Typically as tumor cells multiply, they often generate tens of thousands of genetic mutations. Analyzing which ones are the most promising to target with immunotherapy is like finding a few needles in a haystack. Now a new model developed by researchers in the Abramson Cancer Center at the University of Pennsylvania hand-picks those needles so they can be leveraged in more effective, customized cancer vaccines. Cell Systems published the data on the model’s development, and the algorithm is already available online as an open source technology to serve as a resource.

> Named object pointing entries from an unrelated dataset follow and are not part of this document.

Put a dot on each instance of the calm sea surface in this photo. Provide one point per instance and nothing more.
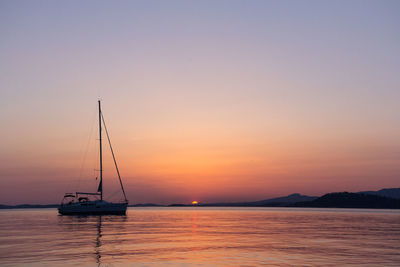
(202, 236)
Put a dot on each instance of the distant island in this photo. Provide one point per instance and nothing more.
(388, 198)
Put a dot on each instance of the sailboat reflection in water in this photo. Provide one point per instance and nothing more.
(83, 203)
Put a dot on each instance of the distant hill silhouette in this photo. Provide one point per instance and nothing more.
(387, 192)
(388, 198)
(351, 200)
(271, 202)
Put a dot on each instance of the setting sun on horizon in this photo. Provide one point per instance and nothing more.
(230, 103)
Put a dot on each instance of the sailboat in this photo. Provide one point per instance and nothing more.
(84, 203)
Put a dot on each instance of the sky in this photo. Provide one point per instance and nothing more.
(204, 100)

Dr Lee P. Richman, lead author and a PhD candidate in Cancer Biology in the Perelman School of Medicine at the University of Pennsylvania commented in a phone interview with Thailand Medical News “There are mutations in tumors that can lead to powerful immune responses, but for every one mutation that generates a robust response, about 50 mutations don’t work at all, which means the signal-to-noise ratio is not great. Our model works like a filter that highlights the signal and shows us which targets to focus on.”

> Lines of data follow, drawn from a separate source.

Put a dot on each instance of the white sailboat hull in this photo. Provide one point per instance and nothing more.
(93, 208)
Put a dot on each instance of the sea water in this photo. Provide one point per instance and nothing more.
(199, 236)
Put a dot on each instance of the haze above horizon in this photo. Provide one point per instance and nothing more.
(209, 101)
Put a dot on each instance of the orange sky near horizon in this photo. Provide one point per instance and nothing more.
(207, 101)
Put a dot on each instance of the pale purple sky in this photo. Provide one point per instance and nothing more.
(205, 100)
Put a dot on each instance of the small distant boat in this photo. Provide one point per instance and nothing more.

Currently sequencing a tumor and identifying possible immunotherapies is based on a measurement called tumor mutations burden (TMB), essentially a measure of the rate of mutations present in a given tumor. Tumors with a high rate of mutation are more likely to respond to immunotherapy targeting inhibitors like PD-1. The problem is that as cancer cells divide, they mutate at random, and since they divide exponentially, the potential mutations are almost infinite. This means that while a given immunotherapy can target some percentage of cancer cells, it may not be enough to be an effective treatment for any given patient.

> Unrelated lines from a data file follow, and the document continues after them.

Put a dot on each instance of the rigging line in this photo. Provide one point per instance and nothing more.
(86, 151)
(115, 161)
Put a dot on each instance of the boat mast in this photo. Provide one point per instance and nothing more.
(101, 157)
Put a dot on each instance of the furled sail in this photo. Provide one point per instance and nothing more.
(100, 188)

The research team’s model looks instead at protein sequences from samples of individual patients and evaluates how much of it looks similar to healthy cells and how much looks different enough that the immune system might react to it. The more it is dissimilar, the better immunotherapy target it makes because it’s more likely to attract and activate therapies with less collateral damage to healthy cells. The model’s prediction is also personalized to each patient’s sample. The team analyzed samples of 318 patients from five different clinical trial data sets and not only confirmed the association between dissimilarity and promise as an immunotherapy target, but also found that dissimilarity correlated to increased overall survival after PD-1 therapy in patients with non-small cell lung cancer.
Dr. Andrew J. Rech, PhD, a resident in Pathology and Laboratory Medicine and the study’s co-senior author along with Dr. Robert H. Vonderheide, DPhil, director of the Abramson Cancer Center further commented,” With so many different possibilities of mutations, we essentially boiled the question of which targets to use down to a math problem, then developed an algorithm to solve it. We also knew it was important to make this model available for other researchers to help inform vaccine development and clinical trials.”
The team at University of Pennsylvania say in addition to its use in trials, future work will also include applying the tool to more data sets to refine the algorithm. The team plans to also continuously upgrade and enhance the algorithm as more data from other researches also flow in.